Three Australian trainee tug masters have completed their training in the UK tapping into the expertise of colleagues serving similar contracts half a world apart.
Serco’s Australian Fleet Marine Services Contract involves providing towage services to the Australian Navy at Perth, Darwin and Sydney mirroring its UK operation where similar services are provided at naval bases across the country. With each facing the same operational challenges providing high quality support for their naval customers, sharing of experiences in the form of training makes obvious sense.
With the aid of their UK colleagues, Australian trainees Alicia Pollock, Ben Naismith and Blake Thompson have successfully completed their five-week long training at Her Majesty’s Naval Base Portsmouth and presented with their certificates by Second Sea Lord, Vice Admiral Nick Hine CB.

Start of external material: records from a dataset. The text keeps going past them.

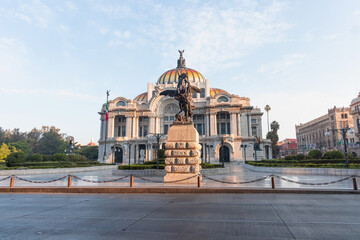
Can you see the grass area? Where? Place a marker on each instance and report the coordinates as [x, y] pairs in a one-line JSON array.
[[153, 165], [308, 163], [45, 165]]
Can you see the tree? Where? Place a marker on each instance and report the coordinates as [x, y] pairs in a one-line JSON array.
[[91, 152], [23, 146], [267, 109], [274, 137], [4, 151], [51, 142]]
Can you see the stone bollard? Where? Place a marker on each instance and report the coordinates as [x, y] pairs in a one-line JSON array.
[[12, 181], [273, 182], [182, 154], [69, 181], [355, 183], [131, 180]]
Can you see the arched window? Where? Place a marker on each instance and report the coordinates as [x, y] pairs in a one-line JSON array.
[[223, 99], [120, 104]]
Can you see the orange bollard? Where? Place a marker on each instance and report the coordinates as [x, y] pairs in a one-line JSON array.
[[355, 183], [69, 181], [273, 182], [12, 181]]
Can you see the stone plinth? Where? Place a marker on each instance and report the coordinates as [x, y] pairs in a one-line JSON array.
[[182, 154]]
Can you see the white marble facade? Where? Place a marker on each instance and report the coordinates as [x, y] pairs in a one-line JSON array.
[[218, 115]]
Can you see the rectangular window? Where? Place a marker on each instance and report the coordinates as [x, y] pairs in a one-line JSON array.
[[253, 131], [145, 130], [199, 128], [223, 128], [123, 131], [140, 131]]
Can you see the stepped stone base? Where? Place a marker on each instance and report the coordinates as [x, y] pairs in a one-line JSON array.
[[182, 154]]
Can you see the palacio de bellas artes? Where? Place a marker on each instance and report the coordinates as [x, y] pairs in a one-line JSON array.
[[225, 122]]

Serco’s UK-based team has a well-developed structured training and competency checking programme along with a pool of tug training masters and following a request from their Australian colleagues, training masters Rob Hinton and Paul Robson travelled to Australia to assist the Australian team’s long-term aim of becoming self-sufficient with their training. This will enable them to provide their own in-house training masters who can conduct annual competency checks and deliver a nationally approved training package.
The UK and Australian teams devised a structure and framework to meet requirements of the Australian Skills Quality Authority, the approval body for training programmes such as this. The two UK tug masters completed competency checks for existing ASD tug masters in Perth and Darwin with similar checks plus conventional twin-screw training for the operation in Sydney.
Rob Hales, Serco’s maritime services contract director, said: “The initial work we have done together with our Australian colleagues has been very successful. It has demonstrated the strength that Serco can bring through its international customer base and global reach. This has been a great opportunity to cross-pollenate ideas and training across the world, and these achievements have laid good foundations for future training and further co-operation between the two teams to share our skills and knowledge and enhance our support for our naval customers. The Royal Navy and Royal Australian Navy are similarly strengthening their existing ties and it is important that the Serco team is also sharing our expertise across the globe.”